Guys I'm currently having sediment load issues stemming from a fairly large feeder creek which outflows into my pond. Over the past weekend we had 3" of rain in 90 minutes which flooded the creek, yet again, and deposited a ton of sediment in to my water. A buddy of mine happens to be a civil engineer specializing in drainage and green solutions to runoff issues - he suggested slowing the creek outflow by building a series of weirs along the creeks path. I'm going to start on this project this evening and thought I should share the progress.

The water had to have reached 3-4' in order to displace the grass this high on the creek bank


Here you can see the amount of clay sediments at the outlet of the creek and the leaves/grasses caught by the deadfall. The clay extends 4-5' into the water and quickly drops down to 8' of water within the next 5'

This entire peninsula didn't exist 20 years ago (the pond was built in the 60's) and has added 10' of length into the pond over the last 10 years.

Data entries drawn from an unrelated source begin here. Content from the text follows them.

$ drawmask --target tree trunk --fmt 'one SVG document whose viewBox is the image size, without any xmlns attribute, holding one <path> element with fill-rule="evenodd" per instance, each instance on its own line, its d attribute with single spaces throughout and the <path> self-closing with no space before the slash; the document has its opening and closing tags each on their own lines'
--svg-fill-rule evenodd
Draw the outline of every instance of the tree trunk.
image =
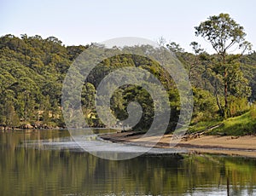
<svg viewBox="0 0 256 196">
<path fill-rule="evenodd" d="M 223 66 L 224 66 L 224 100 L 225 100 L 225 106 L 224 106 L 224 118 L 227 118 L 227 112 L 229 107 L 228 103 L 228 71 L 227 67 L 225 66 L 225 55 L 223 55 Z"/>
</svg>

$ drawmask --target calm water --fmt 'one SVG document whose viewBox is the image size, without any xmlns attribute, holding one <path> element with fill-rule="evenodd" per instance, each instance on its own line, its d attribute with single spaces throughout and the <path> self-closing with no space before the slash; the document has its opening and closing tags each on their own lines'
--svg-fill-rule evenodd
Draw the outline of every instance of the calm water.
<svg viewBox="0 0 256 196">
<path fill-rule="evenodd" d="M 256 159 L 148 154 L 110 161 L 70 144 L 66 130 L 0 132 L 0 195 L 256 195 Z"/>
</svg>

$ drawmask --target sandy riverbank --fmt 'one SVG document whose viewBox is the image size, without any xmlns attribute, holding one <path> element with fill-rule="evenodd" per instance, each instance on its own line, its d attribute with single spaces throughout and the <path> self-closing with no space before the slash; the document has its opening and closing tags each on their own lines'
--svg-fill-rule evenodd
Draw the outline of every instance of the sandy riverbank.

This is the creek mouth before I dropped the pond water level 18" by clearing obstructions from the outlet pipe about 6 weeks ago


Here is a map of the roughly 12 acre watershed for the creek


My pan is to build the largest weir first, starting this week, just upstream from the mouth of the creek. I'll be building a wall of cinder blocks anchored by old steel fence posts reclaimed from my lot. I'll obtain some free bricks from recent area building demos to line the outfall from the weir and over fill with gravel washed down our seal coat subdivision roads.

The 2nd phase will include hauling straw bails further up stream to be placed in very low flow areas of the creek.